Reports such as Gungor’s intimidated critical commentators before the legal amendments have officially been announced. Treasury and Finance Minister Berat Albayrak, Erdogan’s son-in-law, took things a step further by accusing analysts who criticised the government’s policies of terrorism.
“Some people are going to step forward who call themselves economists and professors but actually they’re working to harm the country... and we don’t see those who try to create negative perceptions of Turkey as any different to terrorists,” said Albayrak.
The minister’s statements add weight to Gungor’s report that legislation banning critical commentary on the economy is being prepared. In any case, figures from Turkey’s business world have been holding their silence for a long time.
The country’s largest business associations have not commented despite a dismal period that has seen a large number of firms going bankrupt, being forced to seek bankruptcy protection or laying off staff, and sharp rises in inflation and bad debt.
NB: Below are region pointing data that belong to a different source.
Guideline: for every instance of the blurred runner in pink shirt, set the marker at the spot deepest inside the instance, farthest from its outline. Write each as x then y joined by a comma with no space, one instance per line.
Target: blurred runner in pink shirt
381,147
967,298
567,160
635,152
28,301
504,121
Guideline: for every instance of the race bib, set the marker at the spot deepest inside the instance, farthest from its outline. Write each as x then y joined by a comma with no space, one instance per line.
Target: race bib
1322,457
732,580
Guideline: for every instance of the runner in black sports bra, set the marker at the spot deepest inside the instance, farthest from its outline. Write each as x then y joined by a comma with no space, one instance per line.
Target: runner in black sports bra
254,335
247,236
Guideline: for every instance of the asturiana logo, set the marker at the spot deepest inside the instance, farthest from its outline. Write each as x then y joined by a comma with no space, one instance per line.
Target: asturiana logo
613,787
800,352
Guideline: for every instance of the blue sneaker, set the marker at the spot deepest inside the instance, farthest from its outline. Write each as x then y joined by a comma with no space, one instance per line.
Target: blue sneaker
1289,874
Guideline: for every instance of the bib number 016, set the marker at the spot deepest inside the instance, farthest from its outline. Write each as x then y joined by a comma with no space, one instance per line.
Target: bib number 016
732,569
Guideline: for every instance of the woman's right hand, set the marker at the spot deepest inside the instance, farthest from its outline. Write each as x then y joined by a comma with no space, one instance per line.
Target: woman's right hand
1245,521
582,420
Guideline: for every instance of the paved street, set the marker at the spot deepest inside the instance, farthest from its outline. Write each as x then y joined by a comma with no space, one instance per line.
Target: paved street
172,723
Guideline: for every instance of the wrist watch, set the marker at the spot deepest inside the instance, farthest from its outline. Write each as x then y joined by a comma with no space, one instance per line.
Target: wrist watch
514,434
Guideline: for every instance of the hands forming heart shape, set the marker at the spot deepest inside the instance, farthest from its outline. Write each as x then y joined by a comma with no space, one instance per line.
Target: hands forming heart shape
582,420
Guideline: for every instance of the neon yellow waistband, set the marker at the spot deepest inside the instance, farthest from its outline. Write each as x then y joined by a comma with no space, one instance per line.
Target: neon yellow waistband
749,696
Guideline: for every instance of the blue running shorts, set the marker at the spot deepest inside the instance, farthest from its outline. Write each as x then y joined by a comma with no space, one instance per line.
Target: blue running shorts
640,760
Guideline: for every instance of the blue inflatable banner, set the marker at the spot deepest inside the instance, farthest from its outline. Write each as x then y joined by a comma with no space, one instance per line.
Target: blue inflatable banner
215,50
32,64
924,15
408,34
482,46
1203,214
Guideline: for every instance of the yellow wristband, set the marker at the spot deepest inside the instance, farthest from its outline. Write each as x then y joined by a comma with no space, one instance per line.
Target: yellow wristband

Workers and public servants who protest their conditions are attacked by police and arrested. In most provinces, the government-appointed governors routinely prohibit public demonstrations, including news conferences.
The government even took legal measures against onion and potato producers last year in response to price inflation for staple goods. When high prices raised a public outcry, the government accused grocers of stockpiling to manipulate prices, an act it called “food terrorism.” Now it is economists who are facing similar treatment.
“If anyone is to be accused of economic manipulation, lies and misdirection, it should be the president and his son-in-law, Treasury and Finance Minister Berat Albayrak,” said Erdogan Toprak, a member of parliament for the secular main opposition Republican People’s Party.
“They are the ones who demanded that millions of people changed their gold and foreign currency savings for lira,” Toprak said, referring to calls the government made during last year’s currency crisis to stem the fall of the lira.
“Millions of people lost money and the lira didn’t regain value. Then they announced a host of new economic programmes and set targets but achieved none of them,” he said.